Internet está construida para mover y almacenar información, más que “valor”. En realidad, ha hecho poco para cambiar el modo como nosotros trabajamos. Blockchain representa la segunda generación de Internet, y contiene suficiente potencial para cambiar el dinero, el comercio, el gobierno y la Educación Superior.

¿Cómo explicar qué hacen las BC en temas educativos?

Cuando los profesores envían información a sus estudiantes, por ejemplo, un correo electrónico, apuntes de clase, una presentación PowerPoint o una grabación de audio, en realidad están enviando una copia, no el original. Para enviar un original o cosas de valía se requiere de un Internet del Valor, una plataforma o base de datos global, distribuida y altamente segura, donde se pueda almacenar e intercambiar objetos de valor, y donde cada uno pueda confiar en el otro sin poderosos intermediarios.

El propio interés colectivo, codificado en este nuevo medio digital creado para el valor, garantiza la seguridad de nuestros intercambios en línea. El cambio sustancial radica en que la confianza está programada en la tecnología.

¿Cuál es el dilema de las Universidades que hacen válida las BC?

Las universidades necesitan mantener la privacidad y la seguridad de los datos almacenados digitalmente por estas instituciones académicas. Pero cuando se trata de proteger esos datos, son vulnerables, como muchas otras instituciones. Las BC pueden ser programadas para conservar virtualmente todo tipo de información valiosa e importante como registros educativos, deudas de estudiante y todo lo que pueda ser codificado.

¿Sirve para validar información?

Según Career Builder, el 33% de los solicitantes de empleo mienten sobre su grado académico.[1] Los contratantes tienen mecanismos con las instituciones para la confirmación de datos, pero a menudo se cargan costos por este servicio.

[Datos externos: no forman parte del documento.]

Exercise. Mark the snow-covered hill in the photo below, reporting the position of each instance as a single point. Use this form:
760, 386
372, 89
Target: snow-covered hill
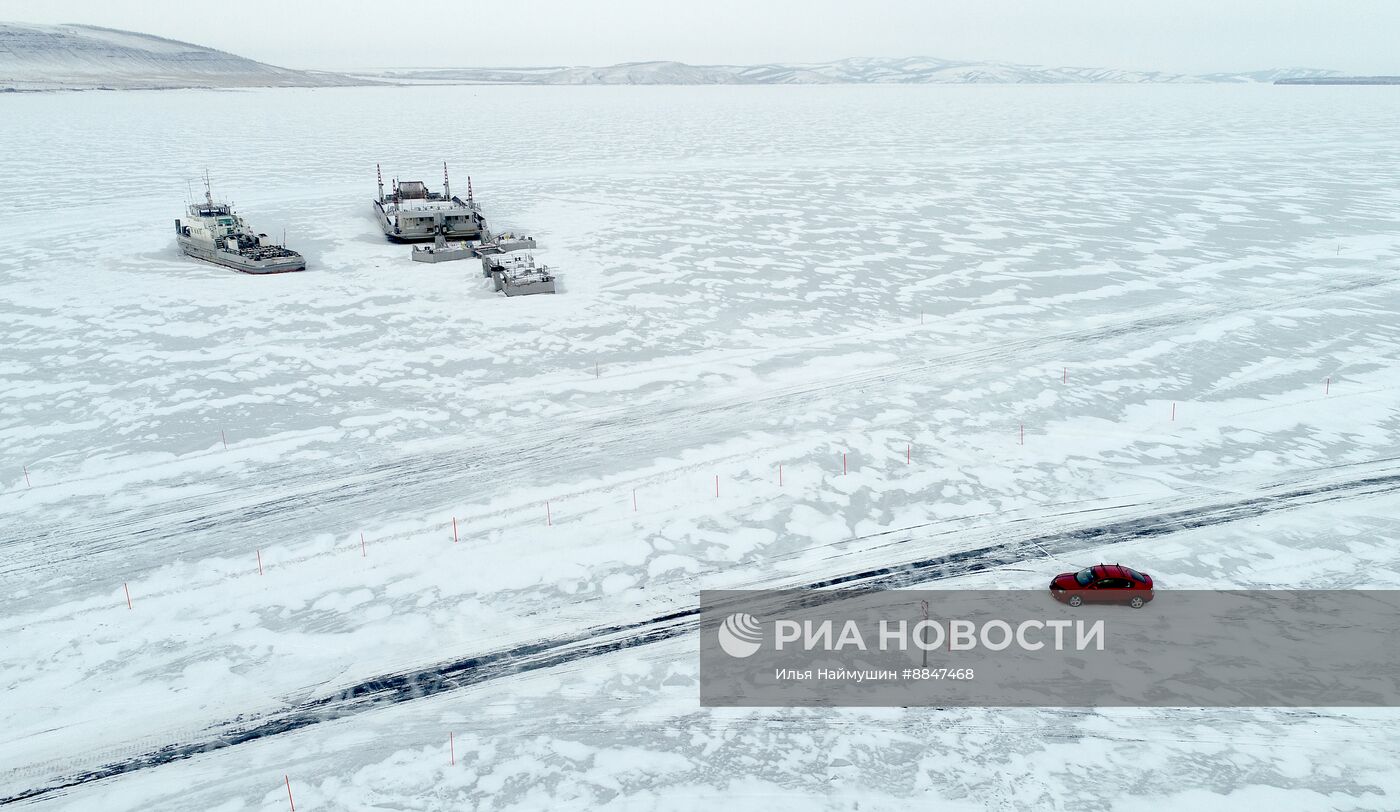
87, 58
861, 70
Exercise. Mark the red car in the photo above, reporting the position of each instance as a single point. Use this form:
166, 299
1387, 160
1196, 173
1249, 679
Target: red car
1103, 584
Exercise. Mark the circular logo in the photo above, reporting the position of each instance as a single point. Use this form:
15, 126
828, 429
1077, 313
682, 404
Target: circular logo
741, 634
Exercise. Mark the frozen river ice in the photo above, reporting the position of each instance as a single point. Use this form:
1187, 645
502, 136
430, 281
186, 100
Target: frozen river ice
1012, 310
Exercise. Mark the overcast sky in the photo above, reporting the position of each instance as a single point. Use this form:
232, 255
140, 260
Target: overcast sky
1175, 35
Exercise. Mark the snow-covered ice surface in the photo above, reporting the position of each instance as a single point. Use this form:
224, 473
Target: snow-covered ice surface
1186, 296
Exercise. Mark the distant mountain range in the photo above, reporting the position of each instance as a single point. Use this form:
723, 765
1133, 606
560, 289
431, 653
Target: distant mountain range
865, 70
91, 58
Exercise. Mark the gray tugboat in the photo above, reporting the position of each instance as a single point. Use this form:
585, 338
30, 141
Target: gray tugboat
214, 234
515, 273
410, 213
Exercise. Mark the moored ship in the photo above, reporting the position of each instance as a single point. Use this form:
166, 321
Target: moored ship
216, 234
412, 213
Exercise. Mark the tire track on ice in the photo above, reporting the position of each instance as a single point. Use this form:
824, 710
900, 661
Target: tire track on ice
391, 689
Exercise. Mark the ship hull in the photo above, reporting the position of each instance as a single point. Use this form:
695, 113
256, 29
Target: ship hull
424, 231
240, 263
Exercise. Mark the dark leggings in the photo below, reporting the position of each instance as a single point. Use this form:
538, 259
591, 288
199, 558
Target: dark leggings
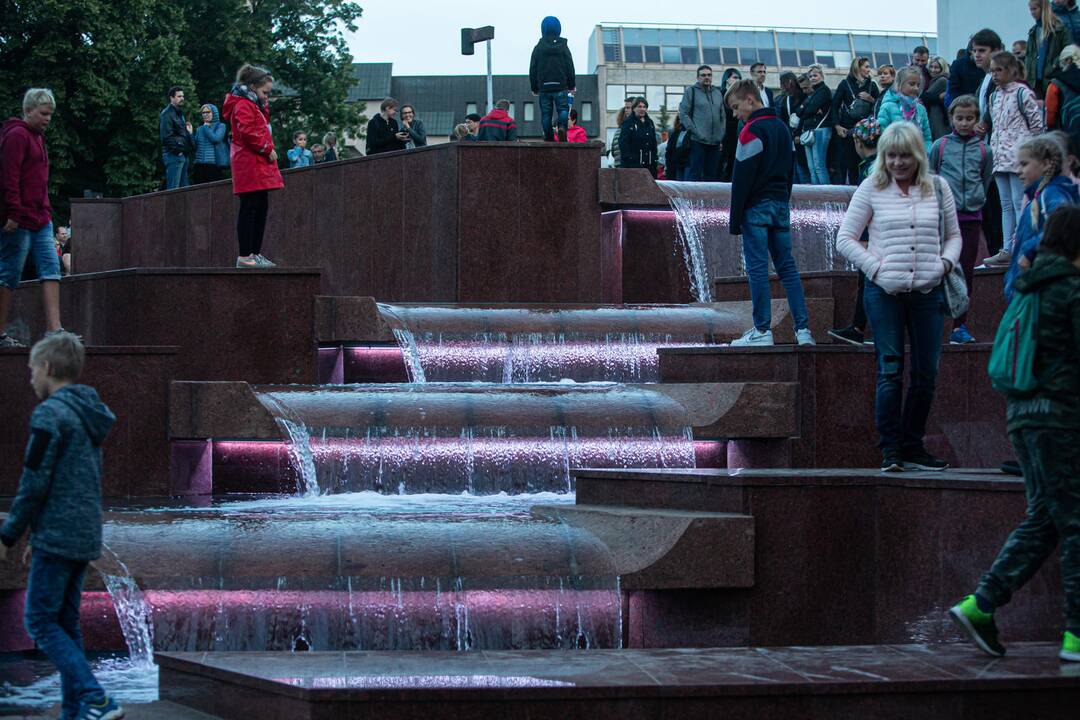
252, 221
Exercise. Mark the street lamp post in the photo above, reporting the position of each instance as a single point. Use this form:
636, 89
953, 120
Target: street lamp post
469, 38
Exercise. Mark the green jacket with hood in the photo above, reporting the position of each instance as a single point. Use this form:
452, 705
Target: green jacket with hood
1056, 402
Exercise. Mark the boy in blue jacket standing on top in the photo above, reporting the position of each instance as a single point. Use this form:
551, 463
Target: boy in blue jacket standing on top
59, 500
760, 211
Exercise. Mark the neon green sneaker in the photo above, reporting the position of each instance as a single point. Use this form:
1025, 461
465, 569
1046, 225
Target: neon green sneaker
977, 625
1070, 648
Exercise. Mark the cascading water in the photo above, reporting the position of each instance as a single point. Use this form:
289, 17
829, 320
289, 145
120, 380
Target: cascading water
549, 344
701, 212
399, 439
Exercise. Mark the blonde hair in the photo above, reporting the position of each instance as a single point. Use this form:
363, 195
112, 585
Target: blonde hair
942, 62
1050, 22
65, 354
906, 138
36, 97
1048, 150
1069, 54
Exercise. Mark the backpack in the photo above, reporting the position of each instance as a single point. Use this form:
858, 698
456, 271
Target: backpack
1012, 358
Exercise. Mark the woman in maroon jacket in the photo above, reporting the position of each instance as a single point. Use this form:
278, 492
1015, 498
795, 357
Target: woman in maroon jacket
253, 158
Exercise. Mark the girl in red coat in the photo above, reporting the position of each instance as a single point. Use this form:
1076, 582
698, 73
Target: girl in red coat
253, 158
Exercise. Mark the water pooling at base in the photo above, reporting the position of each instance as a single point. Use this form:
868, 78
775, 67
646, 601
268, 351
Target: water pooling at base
702, 211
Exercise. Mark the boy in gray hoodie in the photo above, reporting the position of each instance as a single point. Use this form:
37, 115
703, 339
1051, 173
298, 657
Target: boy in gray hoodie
59, 500
964, 161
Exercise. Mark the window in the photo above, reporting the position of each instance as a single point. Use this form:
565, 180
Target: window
616, 96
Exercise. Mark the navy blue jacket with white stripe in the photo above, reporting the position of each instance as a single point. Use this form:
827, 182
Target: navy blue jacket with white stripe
765, 162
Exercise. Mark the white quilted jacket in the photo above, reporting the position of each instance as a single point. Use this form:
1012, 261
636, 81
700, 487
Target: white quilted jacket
905, 250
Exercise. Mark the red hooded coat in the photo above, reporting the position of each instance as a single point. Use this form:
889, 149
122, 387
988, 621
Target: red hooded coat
252, 144
25, 176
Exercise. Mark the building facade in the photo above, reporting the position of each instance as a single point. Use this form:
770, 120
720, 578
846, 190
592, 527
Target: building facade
658, 62
442, 102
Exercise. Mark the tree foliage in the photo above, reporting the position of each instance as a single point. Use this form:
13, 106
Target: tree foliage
109, 65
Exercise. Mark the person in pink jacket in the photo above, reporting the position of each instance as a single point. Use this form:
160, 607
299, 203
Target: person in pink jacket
1012, 116
905, 261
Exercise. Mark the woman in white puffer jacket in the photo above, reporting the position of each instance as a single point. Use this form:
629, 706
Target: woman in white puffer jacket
905, 262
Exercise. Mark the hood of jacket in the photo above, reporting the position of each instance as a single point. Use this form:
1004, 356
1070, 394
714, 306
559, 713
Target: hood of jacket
1048, 268
83, 401
1070, 78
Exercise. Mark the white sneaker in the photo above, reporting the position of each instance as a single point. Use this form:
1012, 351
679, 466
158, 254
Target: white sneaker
753, 337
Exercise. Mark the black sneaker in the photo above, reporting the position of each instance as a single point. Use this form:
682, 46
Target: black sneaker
849, 335
1012, 467
891, 461
921, 460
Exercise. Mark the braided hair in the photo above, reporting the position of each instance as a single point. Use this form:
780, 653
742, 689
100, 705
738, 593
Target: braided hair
1050, 151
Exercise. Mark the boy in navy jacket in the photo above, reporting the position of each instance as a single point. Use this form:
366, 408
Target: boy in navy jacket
59, 501
760, 211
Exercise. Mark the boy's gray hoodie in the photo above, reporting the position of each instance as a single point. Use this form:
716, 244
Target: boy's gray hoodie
59, 494
701, 112
967, 164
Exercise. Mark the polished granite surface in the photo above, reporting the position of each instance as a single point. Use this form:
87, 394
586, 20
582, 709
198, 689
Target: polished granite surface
631, 673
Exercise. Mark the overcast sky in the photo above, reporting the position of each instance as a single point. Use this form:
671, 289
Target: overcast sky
423, 38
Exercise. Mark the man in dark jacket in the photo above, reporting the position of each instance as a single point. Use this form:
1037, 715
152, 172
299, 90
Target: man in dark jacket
25, 212
1044, 430
175, 132
497, 125
59, 501
552, 78
760, 212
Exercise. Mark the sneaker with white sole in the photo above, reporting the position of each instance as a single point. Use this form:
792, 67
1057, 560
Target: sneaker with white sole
753, 337
108, 709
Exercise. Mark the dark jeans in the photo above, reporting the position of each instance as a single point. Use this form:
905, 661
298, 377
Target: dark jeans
252, 220
991, 220
921, 317
52, 619
970, 232
1050, 458
202, 173
557, 105
767, 231
704, 162
176, 171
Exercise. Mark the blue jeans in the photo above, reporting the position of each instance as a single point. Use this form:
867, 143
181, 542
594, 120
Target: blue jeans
14, 247
52, 619
561, 104
704, 162
767, 231
921, 316
818, 155
176, 171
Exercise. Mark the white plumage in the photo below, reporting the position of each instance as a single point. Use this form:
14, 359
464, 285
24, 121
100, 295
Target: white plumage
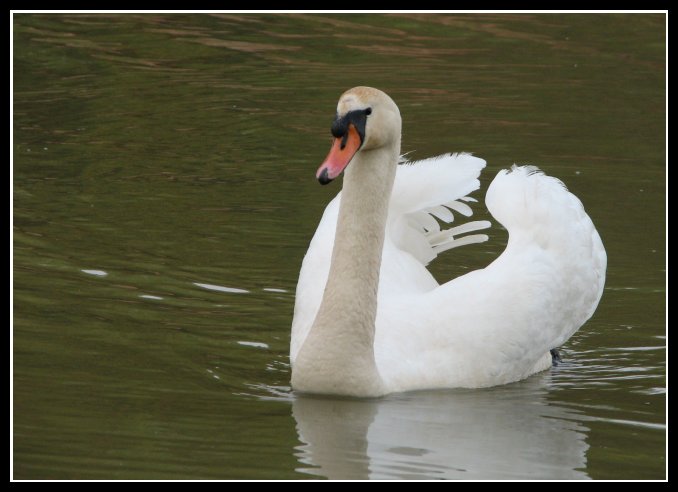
491, 326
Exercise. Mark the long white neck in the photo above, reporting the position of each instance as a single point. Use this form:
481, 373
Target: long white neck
337, 356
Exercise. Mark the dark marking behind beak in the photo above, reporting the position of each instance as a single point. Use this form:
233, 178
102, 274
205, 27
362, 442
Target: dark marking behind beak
324, 178
359, 119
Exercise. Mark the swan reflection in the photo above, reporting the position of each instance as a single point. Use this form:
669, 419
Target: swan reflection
509, 432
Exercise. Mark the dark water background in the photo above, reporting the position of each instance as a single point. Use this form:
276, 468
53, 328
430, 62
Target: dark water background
164, 196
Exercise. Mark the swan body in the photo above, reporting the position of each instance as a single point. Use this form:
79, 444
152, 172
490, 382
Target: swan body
369, 318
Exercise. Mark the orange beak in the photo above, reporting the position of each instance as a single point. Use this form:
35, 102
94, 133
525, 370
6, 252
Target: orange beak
342, 151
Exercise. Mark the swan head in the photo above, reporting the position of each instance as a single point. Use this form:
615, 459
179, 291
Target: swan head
366, 119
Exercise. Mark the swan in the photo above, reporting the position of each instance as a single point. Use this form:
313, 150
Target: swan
369, 319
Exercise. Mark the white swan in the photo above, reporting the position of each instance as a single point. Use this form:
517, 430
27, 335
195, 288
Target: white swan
369, 319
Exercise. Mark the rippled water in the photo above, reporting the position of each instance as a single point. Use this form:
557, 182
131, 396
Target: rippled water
164, 196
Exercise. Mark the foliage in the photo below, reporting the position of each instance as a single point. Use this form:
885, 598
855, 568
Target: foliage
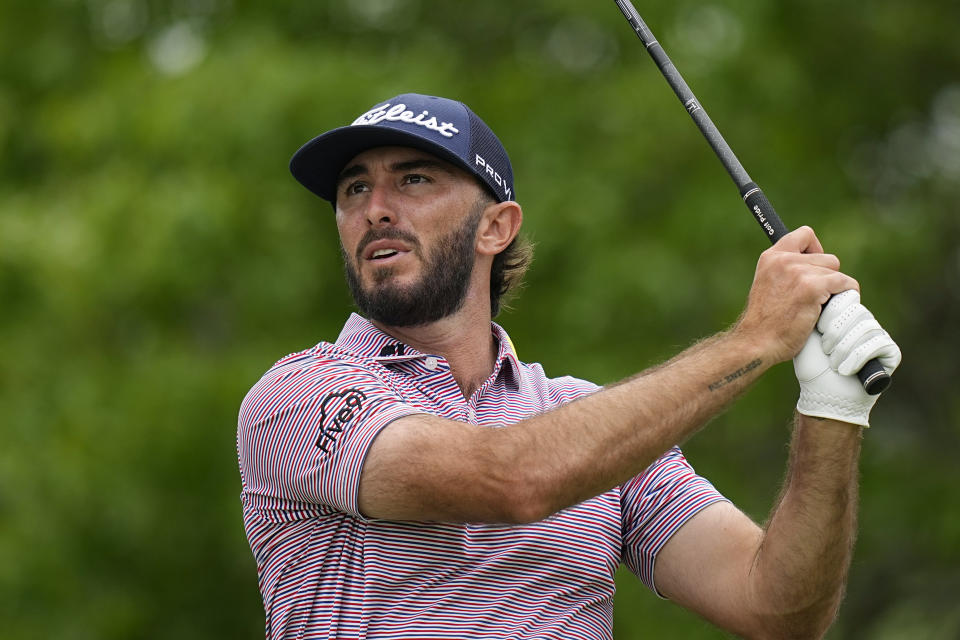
156, 257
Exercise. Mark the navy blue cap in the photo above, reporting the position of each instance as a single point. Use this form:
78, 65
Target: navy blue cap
446, 128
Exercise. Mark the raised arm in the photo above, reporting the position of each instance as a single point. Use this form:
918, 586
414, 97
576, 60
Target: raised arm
787, 581
421, 467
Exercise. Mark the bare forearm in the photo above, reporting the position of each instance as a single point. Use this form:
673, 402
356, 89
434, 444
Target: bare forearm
801, 567
603, 440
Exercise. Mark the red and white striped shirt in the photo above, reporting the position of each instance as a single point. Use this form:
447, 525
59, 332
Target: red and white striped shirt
326, 571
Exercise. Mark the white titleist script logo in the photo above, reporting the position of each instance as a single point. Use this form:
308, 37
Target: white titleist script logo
398, 112
493, 173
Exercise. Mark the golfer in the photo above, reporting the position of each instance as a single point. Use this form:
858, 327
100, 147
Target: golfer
415, 479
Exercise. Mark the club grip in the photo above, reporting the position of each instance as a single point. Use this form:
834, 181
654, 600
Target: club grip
873, 376
763, 212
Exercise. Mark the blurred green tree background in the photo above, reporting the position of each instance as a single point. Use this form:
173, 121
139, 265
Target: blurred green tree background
156, 257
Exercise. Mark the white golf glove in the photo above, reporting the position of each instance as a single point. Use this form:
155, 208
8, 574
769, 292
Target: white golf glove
846, 337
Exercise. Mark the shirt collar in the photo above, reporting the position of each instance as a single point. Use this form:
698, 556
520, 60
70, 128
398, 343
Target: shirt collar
360, 336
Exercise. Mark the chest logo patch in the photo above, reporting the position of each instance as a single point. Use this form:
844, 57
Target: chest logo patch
336, 412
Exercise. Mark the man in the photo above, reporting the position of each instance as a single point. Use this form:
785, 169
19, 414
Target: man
414, 479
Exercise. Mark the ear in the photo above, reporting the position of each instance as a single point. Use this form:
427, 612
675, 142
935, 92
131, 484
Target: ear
498, 227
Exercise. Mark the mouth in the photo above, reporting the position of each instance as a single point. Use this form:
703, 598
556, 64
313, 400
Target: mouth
386, 250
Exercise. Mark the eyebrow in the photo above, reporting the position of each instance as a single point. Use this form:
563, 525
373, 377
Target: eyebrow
355, 170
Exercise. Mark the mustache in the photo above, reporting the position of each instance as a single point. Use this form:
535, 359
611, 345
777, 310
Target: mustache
389, 233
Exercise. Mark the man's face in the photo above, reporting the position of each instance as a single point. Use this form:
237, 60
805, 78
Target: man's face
407, 223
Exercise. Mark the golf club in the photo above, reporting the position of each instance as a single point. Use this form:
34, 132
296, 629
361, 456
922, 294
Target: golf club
873, 376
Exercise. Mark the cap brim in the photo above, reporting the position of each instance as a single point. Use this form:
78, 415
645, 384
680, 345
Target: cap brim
318, 163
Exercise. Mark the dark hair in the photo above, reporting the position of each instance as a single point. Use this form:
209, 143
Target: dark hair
509, 266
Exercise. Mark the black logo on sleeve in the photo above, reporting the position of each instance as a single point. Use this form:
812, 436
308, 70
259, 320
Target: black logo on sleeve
336, 411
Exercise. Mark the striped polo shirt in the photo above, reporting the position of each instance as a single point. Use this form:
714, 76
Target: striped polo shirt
327, 571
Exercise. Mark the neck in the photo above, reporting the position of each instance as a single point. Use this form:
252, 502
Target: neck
463, 339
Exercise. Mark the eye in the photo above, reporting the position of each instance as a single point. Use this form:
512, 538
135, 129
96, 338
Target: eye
415, 178
355, 187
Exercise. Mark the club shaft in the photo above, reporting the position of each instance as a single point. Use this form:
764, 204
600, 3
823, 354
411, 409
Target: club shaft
873, 376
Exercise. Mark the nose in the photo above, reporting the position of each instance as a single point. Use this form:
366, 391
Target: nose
379, 209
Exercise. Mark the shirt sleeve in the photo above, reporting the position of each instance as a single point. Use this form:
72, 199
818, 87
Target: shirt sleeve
304, 431
655, 505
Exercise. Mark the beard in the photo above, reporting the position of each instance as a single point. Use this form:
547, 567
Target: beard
439, 292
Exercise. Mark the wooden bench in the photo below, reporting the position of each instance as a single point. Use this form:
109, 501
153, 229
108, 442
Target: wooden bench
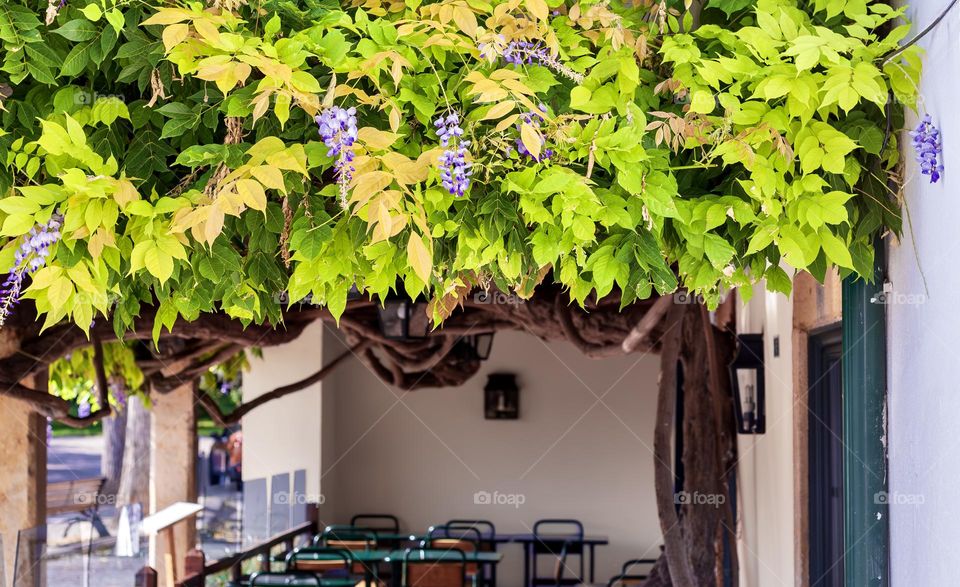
81, 497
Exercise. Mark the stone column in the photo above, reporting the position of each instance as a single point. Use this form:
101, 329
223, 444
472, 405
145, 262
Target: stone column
173, 471
23, 483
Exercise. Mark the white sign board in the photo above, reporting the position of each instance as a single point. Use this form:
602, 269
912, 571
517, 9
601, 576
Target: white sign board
169, 516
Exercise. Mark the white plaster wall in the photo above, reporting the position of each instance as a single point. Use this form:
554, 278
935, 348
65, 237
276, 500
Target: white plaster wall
423, 455
923, 329
284, 435
765, 468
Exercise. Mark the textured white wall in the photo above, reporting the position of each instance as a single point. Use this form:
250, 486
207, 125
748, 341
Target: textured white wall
284, 435
923, 328
423, 455
765, 468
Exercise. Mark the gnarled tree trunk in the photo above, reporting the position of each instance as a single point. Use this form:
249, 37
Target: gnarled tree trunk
111, 459
135, 475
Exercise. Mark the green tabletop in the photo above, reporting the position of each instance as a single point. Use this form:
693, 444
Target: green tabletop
381, 555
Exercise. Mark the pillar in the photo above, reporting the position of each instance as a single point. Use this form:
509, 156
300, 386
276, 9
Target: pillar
173, 467
23, 483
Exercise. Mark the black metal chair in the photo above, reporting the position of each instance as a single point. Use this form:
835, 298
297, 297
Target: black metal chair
463, 538
433, 568
289, 579
628, 577
377, 522
488, 543
558, 538
347, 538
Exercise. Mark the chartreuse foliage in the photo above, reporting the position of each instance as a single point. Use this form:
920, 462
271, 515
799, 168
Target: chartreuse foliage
178, 141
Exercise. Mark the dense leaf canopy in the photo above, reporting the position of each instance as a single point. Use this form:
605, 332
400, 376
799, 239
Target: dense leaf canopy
642, 148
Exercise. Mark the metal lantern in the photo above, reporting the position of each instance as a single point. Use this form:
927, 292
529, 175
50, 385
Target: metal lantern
403, 319
746, 381
482, 344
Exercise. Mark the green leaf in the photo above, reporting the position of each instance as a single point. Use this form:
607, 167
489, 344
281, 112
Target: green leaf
78, 30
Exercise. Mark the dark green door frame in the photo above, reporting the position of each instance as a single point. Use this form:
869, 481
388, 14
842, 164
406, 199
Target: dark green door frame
866, 517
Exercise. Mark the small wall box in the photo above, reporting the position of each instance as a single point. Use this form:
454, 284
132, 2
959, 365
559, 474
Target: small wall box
501, 397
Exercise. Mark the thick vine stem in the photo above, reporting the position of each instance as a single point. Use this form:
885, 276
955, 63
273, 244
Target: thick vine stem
190, 348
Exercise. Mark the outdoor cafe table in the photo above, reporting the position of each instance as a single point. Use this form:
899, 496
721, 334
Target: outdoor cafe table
371, 560
553, 541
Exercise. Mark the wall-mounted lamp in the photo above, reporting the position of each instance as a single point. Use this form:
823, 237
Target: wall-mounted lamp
746, 381
481, 344
501, 397
403, 319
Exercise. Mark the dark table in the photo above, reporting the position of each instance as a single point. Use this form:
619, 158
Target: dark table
555, 543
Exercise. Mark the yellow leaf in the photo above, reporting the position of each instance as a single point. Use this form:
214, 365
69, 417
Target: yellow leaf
207, 31
419, 257
169, 16
506, 123
500, 110
270, 177
394, 119
174, 34
125, 193
531, 139
371, 183
466, 20
538, 8
376, 140
260, 104
213, 225
252, 193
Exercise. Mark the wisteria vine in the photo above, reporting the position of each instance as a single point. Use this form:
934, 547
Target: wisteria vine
338, 129
29, 258
928, 145
455, 170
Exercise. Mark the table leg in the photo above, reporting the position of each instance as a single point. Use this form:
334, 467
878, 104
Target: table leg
593, 560
526, 563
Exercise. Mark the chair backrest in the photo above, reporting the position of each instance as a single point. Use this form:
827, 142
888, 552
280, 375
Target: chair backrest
377, 522
347, 537
319, 560
629, 576
551, 535
287, 579
486, 528
433, 568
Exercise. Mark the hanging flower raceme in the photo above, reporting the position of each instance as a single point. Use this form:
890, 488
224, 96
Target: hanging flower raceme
338, 129
529, 53
926, 142
28, 259
455, 170
534, 119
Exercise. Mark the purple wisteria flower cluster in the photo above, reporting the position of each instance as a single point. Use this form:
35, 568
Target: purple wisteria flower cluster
529, 53
927, 143
534, 119
28, 259
338, 129
455, 170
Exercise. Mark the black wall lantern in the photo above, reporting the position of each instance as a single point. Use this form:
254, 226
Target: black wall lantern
481, 344
501, 397
403, 319
746, 381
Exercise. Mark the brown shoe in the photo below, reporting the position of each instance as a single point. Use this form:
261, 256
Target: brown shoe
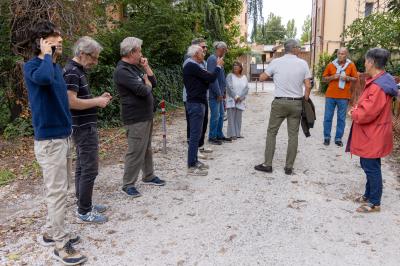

Con las BC, la transferencia de esta información puede ser rápida y prácticamente gratuita.

Además de validar, unifica la información dispersa entre instituciones. Por ejemplo, si un estudiante aprende una nueva destreza, ha colaborado para completar una tarea, o gestiona otras, esto se añade en un registro de aprendizaje. Muchos estudiantes egresan y no llegan a graduarse; es decir, no consiguen un título, pero sí varios créditos que pueden utilizar en el mercado de trabajo, y hay constancia de ellos.

¿De qué otra forma pueden ayudar las BC a los estudiantes?

Contribuyendo a disminuir los costos o deudas estudiantiles en el sistema tradicional de enseñanza superior. Para ello se trabaja en la acreditación con los MOOC. Las BC favorecen: (1) el diseño de un mecanismo fiable para confirmar que los estudiantes que se apuntan en MOOC completan efectivamente el curso, hacen los exámenes y dominan la materia, (2) un mecanismo de pago y (3) contratos inteligentes que pueden convertirse en planes de aprendizaje.

Las oportunidades para los innovadores en Educación Superior se agrupan en cuatro categorías:

  1. Identidad y registros de los estudiantes: cómo identificar a los estudiantes; proteger su privacidad; medir, registrar y acreditar sus logros; y conservar la información segura.
  2. Nueva pedagogía: cómo adaptar la enseñanza a cada estudiante y crear nuevos modelos de aprendizaje.
  3. Costos (deuda del estudiante): cómo valorizar y financiar la educación, y premiar a los estudiantes por la calidad de su trabajo.
  4. La Meta-Universidad: cómo diseñar modelos completamente nuevos de Educación Superior.

¿Hasta dónde podemos llegar?



[1] “Fifty-Eight Percent of Employers Have Caught a Lie on a Resume, According to a New CareerBuilder Survey,” comunicado de prensa, 7 de agosto de 2014.